Editor’s Letter: Tracking first-time funds in the strong fundraising market

A firm I’ve been tracking for a few years, Dunes Point Capital, appears to be heading for final close on its debut institutional fund, possibly by January, a source tells me. Dunes Point II is targeting $600 mln with a $650 million cap. Check out my story here.

The Rye, New York, firm was launched by ex-GSO Capital executive Tim White in 2013. It targets investments in middle-market industrials companies.

It’s made two investments this year: Sonneman – A Way of Light, which designs and makes architectural lighting; and Specialty Products & Insulation.

Dunes Point is one of many early funds Buyouts has been tracking for the past two years. I created and maintain a database of mostly first-time funds with more than 50 selections based on recommendations from limited partners.

The database has grown over two years, even as I removed several first-timers from the list after they held final closings.

Dunes Point appears to be one of the success stories on the list as it gets close to its target. The fund has taken time to raise: I’ve heard about it from LPs since last year.

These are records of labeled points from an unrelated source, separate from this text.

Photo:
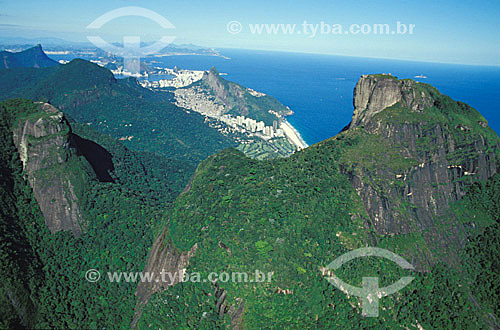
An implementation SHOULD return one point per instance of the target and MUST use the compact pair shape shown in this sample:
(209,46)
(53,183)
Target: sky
(447,31)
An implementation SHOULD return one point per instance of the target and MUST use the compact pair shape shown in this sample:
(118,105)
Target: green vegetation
(145,120)
(42,274)
(287,217)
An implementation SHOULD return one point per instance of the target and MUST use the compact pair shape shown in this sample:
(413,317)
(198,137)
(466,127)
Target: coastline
(293,135)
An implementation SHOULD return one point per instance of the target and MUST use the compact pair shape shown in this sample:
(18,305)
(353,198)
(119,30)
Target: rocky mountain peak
(374,93)
(44,144)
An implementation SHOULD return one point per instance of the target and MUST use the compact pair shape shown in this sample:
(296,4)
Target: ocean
(319,88)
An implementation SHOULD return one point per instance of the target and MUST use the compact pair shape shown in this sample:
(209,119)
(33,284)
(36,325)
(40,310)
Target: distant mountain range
(98,174)
(30,58)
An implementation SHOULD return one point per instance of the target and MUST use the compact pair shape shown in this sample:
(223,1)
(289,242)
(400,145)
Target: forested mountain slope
(405,175)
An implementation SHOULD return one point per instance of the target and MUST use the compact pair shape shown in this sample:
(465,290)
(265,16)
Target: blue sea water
(319,88)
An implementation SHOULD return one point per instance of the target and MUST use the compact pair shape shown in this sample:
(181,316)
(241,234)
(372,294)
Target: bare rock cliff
(44,144)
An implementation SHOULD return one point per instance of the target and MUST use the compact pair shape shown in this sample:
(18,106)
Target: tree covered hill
(144,120)
(408,175)
(30,58)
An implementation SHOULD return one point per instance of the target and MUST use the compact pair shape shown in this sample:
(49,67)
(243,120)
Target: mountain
(258,118)
(30,58)
(143,119)
(242,101)
(414,172)
(71,198)
(96,175)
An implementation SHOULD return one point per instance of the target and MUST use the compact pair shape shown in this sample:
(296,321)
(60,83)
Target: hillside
(406,175)
(142,119)
(30,58)
(115,198)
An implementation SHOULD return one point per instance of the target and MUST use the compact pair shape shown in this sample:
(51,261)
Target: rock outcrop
(425,150)
(44,144)
(374,93)
(162,258)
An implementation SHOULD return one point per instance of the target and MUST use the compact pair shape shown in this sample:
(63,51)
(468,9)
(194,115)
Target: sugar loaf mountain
(99,173)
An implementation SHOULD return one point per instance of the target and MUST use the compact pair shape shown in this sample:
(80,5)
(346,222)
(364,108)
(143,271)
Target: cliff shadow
(99,158)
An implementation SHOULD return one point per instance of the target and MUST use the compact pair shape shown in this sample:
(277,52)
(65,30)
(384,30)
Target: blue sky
(446,31)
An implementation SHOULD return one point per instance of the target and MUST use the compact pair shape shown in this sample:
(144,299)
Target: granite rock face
(443,154)
(163,258)
(44,144)
(374,93)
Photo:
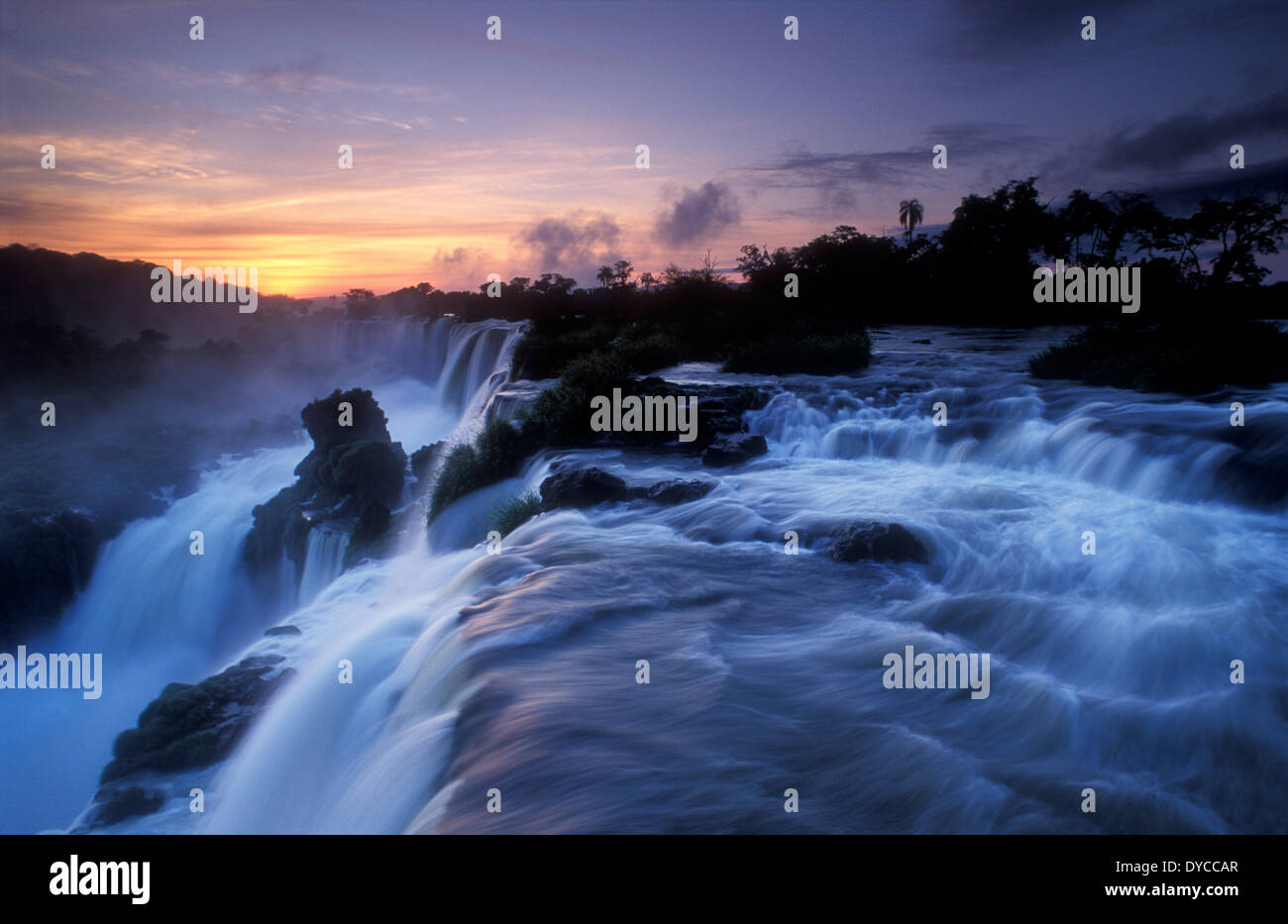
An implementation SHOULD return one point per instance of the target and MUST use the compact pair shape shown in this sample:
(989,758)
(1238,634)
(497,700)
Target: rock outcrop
(876,542)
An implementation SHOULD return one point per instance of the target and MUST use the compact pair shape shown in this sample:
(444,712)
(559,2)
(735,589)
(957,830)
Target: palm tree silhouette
(910,215)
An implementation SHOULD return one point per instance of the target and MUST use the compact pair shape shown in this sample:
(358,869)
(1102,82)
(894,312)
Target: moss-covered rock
(197,725)
(44,564)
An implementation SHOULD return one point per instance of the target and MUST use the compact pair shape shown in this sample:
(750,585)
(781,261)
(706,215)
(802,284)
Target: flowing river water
(516,671)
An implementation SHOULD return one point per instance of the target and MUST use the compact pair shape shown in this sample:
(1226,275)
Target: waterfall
(518,671)
(159,614)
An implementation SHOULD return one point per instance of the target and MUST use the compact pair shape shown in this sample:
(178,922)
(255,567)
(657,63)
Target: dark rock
(117,804)
(322,420)
(366,472)
(348,469)
(271,521)
(733,450)
(679,490)
(583,488)
(370,534)
(876,542)
(193,726)
(44,564)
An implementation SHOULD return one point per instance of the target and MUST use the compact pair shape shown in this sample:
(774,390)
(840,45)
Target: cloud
(696,213)
(571,242)
(838,176)
(1171,142)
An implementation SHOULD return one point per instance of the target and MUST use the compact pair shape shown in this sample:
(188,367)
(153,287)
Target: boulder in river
(734,448)
(583,488)
(876,542)
(679,490)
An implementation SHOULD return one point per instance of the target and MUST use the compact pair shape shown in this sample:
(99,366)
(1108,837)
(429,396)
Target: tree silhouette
(910,215)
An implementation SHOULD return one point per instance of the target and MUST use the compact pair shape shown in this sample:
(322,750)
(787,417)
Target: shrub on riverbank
(1185,358)
(515,512)
(494,455)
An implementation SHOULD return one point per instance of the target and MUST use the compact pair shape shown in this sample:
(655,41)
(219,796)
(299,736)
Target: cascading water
(516,671)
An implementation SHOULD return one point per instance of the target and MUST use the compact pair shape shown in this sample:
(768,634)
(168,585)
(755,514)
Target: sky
(519,155)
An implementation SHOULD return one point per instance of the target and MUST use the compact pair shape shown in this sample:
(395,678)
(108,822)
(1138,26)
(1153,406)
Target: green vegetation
(513,514)
(1186,358)
(494,455)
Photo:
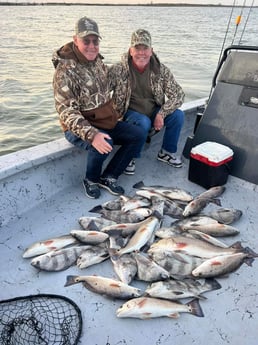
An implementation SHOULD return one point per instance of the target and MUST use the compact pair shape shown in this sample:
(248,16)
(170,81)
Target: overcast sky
(212,2)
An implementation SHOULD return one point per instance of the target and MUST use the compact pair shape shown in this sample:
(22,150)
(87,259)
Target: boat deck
(32,210)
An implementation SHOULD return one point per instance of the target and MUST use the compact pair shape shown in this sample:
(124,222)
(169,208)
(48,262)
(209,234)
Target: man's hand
(100,144)
(158,122)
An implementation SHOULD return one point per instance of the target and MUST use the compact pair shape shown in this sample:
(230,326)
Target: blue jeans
(129,137)
(173,124)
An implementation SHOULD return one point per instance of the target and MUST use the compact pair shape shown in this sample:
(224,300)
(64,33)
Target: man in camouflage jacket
(147,94)
(82,100)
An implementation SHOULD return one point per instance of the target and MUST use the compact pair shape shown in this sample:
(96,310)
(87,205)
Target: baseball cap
(86,26)
(141,36)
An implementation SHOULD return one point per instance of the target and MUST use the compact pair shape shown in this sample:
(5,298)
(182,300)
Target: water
(187,39)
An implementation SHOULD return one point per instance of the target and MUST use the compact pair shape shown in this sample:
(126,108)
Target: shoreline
(133,5)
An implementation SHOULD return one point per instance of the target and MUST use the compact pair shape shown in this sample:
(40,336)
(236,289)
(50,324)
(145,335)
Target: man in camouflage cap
(86,112)
(147,94)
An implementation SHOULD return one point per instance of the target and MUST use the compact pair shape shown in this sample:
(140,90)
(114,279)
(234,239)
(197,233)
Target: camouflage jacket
(167,93)
(79,85)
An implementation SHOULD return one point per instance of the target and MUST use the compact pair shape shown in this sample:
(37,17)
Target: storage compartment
(210,164)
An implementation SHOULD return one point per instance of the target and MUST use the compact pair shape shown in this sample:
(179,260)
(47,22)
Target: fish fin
(214,284)
(249,261)
(158,215)
(96,209)
(174,315)
(138,185)
(195,308)
(237,245)
(93,226)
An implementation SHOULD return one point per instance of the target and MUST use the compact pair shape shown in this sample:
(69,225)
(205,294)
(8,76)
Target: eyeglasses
(87,42)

Other success stories include Whitehorse Liquidity Partners’ second fund, which closed on $1 billion this year, and Center Rock Capital Partners, a Wynnchurch Capital spinout that closed this year on $580 million.

Sources tell me that as long as the fundraising market remains strong, executives at bigger shops will keep taking the risk of leaving their jobs and starting their own shops.

It’s a good time to give it a shot, but ironically the strong market also works against first-timers. That’s because established firms are taking full advantage of the strong fundraising market by coming back earlier than expected, raising larger funds and creating new products to address different strategies.

LPs, who for several years have been paring down portfolios to include only core relationships, are happy to commit dollars to those managers they are keeping.

It’s a tough cycle, but most LPs do keep a slight allocation open for emerging managers and some are willing to take the risk of backing a brand-new firm.

We’ll see how 2019 shakes out — signals are pointing to a global economic slowdown. But for now the fundraising market remains strong.